You know that part in Dangerous Liaisons when John Malkovich, tricked into breaking up with Michelle Pfeiffer by the devious and jealous Glenn Close, keeps murmuring "It's beyond my control" and Michelle Pfeiffer keeps screaming at him to stop saying that?
Every time I step close to my back vegetable garden I am put in mind of that scene. That overgrown, mutinous thing: whenever I go near it I am bit, stung, scraped, entangled, or, as today, irrevocably grossed out.
I was examining the latest pumpkin (and may I say thank you pumpkins for turning beautifully Halloweeny orange - in AUGUST! you dumbass vegetables will have long returned to compost by the time we'd want to put you on the porch! stupid... pumpkins...), and when I pulled back some weeds - EW! The weirdest mushrooms I have ever seen!
Took a picture, came back inside, googled "dog penis mushroom". Ok: I know better ways to identify living things; I am one of about 230 people who own a copy of G.W. Hudler's classic Magical Mushrooms and Mischievous Molds, for pete's sake. I understand character keys and taxonomy, and I know where to find the online species databases.
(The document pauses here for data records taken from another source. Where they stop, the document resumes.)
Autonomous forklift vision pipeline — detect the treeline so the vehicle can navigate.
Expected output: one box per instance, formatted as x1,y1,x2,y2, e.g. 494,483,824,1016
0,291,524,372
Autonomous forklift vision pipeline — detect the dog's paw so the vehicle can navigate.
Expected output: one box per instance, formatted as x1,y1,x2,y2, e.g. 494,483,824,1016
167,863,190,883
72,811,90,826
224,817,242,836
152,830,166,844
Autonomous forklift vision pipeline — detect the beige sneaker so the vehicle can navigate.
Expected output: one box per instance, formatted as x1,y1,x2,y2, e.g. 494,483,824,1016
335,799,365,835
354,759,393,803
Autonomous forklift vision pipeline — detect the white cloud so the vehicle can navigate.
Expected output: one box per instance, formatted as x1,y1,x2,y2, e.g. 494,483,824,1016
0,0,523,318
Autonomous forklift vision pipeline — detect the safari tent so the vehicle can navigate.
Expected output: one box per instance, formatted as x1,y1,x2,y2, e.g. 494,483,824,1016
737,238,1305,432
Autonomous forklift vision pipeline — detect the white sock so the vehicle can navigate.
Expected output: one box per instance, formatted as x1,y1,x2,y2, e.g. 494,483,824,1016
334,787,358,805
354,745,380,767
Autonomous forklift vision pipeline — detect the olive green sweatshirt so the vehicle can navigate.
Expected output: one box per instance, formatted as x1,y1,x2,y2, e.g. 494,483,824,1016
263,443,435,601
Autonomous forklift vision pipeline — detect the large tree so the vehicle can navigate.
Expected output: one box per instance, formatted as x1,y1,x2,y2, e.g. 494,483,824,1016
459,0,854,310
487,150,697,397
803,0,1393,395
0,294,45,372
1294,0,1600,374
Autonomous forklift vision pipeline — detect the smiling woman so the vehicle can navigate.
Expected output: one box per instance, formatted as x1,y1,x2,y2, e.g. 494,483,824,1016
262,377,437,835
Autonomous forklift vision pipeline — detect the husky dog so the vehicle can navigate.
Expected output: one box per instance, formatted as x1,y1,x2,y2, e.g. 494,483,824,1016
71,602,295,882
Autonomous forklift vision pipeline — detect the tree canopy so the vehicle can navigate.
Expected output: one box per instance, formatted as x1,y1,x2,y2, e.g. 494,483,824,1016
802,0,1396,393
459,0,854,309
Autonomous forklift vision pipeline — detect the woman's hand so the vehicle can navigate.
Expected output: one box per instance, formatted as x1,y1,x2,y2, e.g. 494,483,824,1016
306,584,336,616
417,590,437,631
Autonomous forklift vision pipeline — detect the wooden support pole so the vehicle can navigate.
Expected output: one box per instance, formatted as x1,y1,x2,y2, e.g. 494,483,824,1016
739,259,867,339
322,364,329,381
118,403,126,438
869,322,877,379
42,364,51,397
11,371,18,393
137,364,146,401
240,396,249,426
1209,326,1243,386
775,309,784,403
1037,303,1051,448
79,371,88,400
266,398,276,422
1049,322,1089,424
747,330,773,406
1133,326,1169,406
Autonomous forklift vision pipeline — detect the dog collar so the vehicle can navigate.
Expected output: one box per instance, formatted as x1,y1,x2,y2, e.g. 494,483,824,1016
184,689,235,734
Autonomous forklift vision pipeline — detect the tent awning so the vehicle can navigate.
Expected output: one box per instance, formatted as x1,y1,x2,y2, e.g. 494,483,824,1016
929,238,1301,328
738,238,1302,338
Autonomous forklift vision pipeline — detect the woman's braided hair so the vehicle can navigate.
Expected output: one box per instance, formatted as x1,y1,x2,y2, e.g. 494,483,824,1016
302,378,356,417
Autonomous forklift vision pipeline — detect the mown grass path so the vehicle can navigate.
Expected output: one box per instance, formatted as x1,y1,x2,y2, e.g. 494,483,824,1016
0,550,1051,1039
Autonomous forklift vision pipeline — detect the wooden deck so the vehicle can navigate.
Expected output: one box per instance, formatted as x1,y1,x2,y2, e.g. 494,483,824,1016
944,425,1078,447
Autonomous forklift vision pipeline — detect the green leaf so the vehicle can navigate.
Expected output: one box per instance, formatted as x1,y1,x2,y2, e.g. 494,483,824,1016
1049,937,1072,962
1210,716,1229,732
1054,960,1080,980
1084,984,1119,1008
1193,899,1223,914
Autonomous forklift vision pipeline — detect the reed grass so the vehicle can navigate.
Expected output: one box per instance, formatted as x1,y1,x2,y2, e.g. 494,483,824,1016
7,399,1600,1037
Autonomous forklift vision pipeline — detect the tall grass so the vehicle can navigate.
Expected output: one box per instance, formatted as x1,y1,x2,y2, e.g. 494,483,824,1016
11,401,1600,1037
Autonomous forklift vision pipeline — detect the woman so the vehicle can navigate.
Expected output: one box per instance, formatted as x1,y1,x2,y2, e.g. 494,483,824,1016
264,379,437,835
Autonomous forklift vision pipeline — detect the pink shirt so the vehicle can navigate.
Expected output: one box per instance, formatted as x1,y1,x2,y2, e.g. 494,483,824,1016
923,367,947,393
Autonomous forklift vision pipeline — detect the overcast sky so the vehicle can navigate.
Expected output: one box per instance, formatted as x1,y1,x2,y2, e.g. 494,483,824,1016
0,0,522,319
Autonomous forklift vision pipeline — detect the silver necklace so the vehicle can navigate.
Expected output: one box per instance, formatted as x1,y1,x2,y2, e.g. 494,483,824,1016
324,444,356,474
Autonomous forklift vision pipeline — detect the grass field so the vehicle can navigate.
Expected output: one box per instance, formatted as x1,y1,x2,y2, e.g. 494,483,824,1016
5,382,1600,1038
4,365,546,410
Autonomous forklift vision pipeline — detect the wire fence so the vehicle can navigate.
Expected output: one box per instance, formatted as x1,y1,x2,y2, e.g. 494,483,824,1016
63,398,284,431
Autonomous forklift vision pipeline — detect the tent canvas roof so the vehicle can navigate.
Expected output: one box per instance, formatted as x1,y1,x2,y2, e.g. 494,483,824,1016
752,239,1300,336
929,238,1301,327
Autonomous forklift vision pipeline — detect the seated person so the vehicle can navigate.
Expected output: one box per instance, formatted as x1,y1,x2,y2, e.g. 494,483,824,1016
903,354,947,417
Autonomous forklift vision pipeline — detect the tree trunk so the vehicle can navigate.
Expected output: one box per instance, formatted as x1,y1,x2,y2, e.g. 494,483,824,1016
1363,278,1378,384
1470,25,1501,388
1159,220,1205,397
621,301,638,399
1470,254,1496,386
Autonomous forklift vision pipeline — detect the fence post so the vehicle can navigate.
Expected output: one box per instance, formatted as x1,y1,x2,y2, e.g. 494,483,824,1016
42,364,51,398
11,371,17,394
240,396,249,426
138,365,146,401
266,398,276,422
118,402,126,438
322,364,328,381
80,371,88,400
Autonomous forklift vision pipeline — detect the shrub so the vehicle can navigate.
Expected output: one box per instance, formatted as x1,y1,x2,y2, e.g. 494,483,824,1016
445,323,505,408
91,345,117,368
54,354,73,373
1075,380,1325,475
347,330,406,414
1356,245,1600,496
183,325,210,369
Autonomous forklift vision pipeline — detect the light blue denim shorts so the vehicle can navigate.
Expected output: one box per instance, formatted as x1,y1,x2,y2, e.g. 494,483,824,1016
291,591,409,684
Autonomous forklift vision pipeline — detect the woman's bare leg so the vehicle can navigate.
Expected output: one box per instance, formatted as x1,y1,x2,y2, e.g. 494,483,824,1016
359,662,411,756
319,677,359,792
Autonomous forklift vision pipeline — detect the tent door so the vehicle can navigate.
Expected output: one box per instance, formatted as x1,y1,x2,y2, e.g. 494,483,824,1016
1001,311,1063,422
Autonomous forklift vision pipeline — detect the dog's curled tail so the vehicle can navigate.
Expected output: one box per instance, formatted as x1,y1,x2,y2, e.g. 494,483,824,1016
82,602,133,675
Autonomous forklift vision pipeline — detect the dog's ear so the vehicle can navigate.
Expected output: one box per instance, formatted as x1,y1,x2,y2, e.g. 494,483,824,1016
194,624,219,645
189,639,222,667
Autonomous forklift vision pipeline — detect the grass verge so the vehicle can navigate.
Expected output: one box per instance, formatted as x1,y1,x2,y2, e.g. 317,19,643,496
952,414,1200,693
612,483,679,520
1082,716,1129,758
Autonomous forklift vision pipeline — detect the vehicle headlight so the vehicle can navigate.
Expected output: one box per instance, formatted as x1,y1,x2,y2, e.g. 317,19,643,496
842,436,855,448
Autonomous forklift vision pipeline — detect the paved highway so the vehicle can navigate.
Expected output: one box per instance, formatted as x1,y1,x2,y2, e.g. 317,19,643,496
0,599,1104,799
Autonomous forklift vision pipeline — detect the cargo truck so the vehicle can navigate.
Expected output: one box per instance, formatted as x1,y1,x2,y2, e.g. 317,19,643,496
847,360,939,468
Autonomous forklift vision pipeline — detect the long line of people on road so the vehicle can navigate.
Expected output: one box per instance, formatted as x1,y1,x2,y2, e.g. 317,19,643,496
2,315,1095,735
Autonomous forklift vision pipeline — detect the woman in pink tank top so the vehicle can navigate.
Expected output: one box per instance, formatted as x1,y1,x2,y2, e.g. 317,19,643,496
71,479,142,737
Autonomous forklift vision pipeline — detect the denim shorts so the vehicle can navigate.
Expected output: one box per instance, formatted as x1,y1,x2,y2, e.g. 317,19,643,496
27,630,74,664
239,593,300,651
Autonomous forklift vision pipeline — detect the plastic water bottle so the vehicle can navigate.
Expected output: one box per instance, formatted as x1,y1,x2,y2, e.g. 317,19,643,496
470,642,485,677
But when you want to identify a mushroom that looks like a dog's dick, man there's nothing faster than the straightforward approach.
Stinkhorn. Mutinus elegans. Devil's dipstick.
The kids are into the folk-and-fairy creatures right now. In the car we're listening to The Spiderwick Chronicles (read by Mark Hamill, an interesting choice), and at home they are poring over compendiums of wee folk and dragons. In part, those books are about looking for and interpreting signs of the "magical creatures" around us.
Nibbled leaves, flattened grass, and unusual flowers are all supposed to be evidence of various sprites, fairies, etc.
Yeah. I'd like to see the wings on the fairy who left these in my garden.